Cuando nos reunimos, le pregunté: “tus seguidores dicen que eres hijo de Dios”. “Todos somos hijos de Dios”, me contestó. “Tú les has hecho creer en tu divinidad”. “¿Te ves a ti mismo como un Dios?” “No blasfemaré”, fue su respuesta. “¿Por qué anuncias una nueva fe, si no eres Dios?” “¿Por qué te alejas de la religión de nuestros padres?” “No blasfemaré”, volvió a responder.

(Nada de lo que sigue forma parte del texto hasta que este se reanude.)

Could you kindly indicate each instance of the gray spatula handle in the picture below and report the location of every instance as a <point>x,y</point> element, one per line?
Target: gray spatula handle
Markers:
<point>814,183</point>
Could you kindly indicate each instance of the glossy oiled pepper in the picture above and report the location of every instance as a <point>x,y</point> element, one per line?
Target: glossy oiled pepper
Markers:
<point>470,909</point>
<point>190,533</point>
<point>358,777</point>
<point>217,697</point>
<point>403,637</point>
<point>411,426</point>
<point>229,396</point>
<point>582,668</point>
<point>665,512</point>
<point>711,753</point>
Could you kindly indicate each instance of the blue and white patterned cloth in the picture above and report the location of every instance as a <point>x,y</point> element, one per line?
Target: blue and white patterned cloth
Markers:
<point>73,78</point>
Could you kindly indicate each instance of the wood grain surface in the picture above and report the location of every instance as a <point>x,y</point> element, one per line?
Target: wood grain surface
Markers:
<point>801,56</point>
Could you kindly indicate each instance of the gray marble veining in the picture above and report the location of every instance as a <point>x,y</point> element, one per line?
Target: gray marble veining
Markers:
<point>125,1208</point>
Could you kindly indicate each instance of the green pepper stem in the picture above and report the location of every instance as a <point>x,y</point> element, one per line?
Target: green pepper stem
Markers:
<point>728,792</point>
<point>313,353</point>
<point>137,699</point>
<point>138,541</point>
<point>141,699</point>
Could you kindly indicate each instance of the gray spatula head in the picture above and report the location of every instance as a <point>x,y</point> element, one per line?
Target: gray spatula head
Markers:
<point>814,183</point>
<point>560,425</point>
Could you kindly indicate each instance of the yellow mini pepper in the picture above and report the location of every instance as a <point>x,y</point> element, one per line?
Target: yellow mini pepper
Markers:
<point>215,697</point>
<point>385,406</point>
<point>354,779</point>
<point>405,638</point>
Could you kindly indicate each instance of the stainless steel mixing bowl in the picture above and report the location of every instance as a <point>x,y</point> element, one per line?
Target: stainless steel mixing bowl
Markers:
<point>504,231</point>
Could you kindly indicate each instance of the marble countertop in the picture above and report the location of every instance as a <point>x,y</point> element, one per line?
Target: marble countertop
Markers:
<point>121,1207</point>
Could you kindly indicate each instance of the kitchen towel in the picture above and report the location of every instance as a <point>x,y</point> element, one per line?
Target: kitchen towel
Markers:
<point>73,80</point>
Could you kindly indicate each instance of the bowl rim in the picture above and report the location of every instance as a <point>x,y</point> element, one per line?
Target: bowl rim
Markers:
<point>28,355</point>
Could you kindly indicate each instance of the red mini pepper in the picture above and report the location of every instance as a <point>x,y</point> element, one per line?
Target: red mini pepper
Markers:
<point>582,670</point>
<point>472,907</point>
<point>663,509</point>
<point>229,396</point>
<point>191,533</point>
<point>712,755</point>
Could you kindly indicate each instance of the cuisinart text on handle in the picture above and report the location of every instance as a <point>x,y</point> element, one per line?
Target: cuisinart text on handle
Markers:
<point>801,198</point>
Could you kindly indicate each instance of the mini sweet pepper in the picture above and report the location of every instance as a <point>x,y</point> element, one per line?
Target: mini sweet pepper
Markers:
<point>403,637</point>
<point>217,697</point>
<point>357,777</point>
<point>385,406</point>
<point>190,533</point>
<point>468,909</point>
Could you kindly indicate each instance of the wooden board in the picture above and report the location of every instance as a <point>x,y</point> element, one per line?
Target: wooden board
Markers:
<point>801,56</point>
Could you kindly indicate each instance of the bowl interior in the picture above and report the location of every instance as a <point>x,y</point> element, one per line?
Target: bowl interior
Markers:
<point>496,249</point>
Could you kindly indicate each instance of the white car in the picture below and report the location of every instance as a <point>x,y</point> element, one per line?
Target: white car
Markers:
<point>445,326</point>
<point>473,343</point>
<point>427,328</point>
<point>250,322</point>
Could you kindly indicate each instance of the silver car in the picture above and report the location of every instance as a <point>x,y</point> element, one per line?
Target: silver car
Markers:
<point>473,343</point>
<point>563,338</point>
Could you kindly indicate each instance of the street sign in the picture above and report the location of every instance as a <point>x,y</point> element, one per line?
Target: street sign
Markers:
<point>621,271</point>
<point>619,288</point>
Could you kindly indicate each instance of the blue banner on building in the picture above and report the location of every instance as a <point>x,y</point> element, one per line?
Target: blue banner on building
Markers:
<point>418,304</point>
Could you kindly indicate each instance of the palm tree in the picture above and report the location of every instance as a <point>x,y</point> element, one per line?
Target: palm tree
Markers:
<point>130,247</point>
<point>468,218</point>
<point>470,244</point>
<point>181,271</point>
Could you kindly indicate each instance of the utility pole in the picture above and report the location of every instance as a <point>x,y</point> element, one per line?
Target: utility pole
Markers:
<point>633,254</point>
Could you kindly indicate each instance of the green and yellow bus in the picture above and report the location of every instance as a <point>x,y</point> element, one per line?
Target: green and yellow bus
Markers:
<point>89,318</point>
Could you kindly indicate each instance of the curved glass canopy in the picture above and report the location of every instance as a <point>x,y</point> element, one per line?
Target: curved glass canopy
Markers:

Por eso digo que los nazarenos reescriben la historia para mostrar al galileo como un buscador de paz, cuando lo que hacía era sublevar al pueblo enseñándole un nuevo camino, un nuevo estilo de vida que rompe con las tradiciones religiosas de nuestro pueblo y rechaza la Torá. ¿Paz? ¿Cuál paz predicaba este hombre? Yo lo conocía muy bien, pues tenía a mi sobrino, como infiltrado en esa secta. Él me mantenía informado de lo que el galileo hacia y, sobre todo, de lo que decía. Y, de paz no hablaba. Sus palabras eran incendiarias y ese incendio yo debía apagarlo antes que se propagara.

Afortunadamente, para bien de nuestra religión y para bien de nuestra nación acabé con él. Mejor dicho, Pilatos lo hizo, yo solamente moví los hilos. Era necesario hacerlo porque es bien sabido que quien más pronuncia la palabra paz es aquel que está preparando una guerra. Y, por lo que les narro, ya la tenemos.